Franz Kafka’s Father
Kafka’s father, the dry-goods merchant Hermann Kafka, came from Wossek (Czech: Osek), a small village in southern Bohemia. He was born there in 1852, in a poor shack, the son of a Jewish butcher. Hermann was never able to forget his harsh childhood: having to set off with a little cart early every morning, in cold or hot weather alike, to his father’s far-flung customers. As a young man he travelled to Prague, married “well”, and was able to make use of both his hard work and his wife’s dowry to set up a haberdashery, which developed over time into a successful business. His son, however, born a year after his marriage, did not want to follow in his energetic father’s footsteps and went to university, becoming a clerk – and later a writer.

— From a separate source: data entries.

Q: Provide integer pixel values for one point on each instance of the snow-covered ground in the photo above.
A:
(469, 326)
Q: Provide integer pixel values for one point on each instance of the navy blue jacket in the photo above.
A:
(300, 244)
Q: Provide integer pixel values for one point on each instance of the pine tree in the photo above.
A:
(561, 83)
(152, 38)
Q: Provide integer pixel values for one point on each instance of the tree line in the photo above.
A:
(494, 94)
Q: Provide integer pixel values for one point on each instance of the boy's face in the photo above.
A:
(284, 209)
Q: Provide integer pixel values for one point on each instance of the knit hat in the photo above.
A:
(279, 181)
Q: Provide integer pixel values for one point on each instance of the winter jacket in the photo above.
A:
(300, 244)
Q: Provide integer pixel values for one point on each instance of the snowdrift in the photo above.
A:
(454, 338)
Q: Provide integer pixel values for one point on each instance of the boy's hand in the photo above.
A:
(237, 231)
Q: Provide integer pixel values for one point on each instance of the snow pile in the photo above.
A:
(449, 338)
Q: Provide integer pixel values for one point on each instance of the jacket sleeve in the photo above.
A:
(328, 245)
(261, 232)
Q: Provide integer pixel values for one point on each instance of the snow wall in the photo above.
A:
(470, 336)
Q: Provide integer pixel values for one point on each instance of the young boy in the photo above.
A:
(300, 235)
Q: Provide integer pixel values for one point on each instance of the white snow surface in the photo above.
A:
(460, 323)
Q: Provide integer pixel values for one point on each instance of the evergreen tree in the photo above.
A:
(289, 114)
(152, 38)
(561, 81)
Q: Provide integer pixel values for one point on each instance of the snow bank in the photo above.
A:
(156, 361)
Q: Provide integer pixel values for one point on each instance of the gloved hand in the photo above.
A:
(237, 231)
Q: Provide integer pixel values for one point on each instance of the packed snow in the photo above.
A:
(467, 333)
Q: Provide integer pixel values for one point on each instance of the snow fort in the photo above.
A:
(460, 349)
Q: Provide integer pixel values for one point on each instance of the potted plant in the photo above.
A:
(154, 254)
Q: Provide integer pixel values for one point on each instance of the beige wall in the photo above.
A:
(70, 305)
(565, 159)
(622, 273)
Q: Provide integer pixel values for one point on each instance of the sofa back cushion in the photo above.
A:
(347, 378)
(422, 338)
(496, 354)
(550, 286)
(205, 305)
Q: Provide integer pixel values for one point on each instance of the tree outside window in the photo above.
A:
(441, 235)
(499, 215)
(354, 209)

Hermann Kafka outlived him by seven years. When he died in Prague on 6th June 1931, a respected citizen and homeowner, he had not the faintest idea of his son’s significance.
My dear departed husband was born in Osek near Strakonice. […] My husband was sent to a strange place as a fourteen-year-old lad and had to earn his own living. He became a soldier in his twenties and reached the rank of platoon leader. He married me in his thirties. He had established himself with few funds and, because we were both very hard-working, made a respected name for himself.
Julie Kafka
You also have a particularly beautiful, very rare way of smiling a quiet, satisfied, approving smile that can make the person for whom it is meant entirely happy.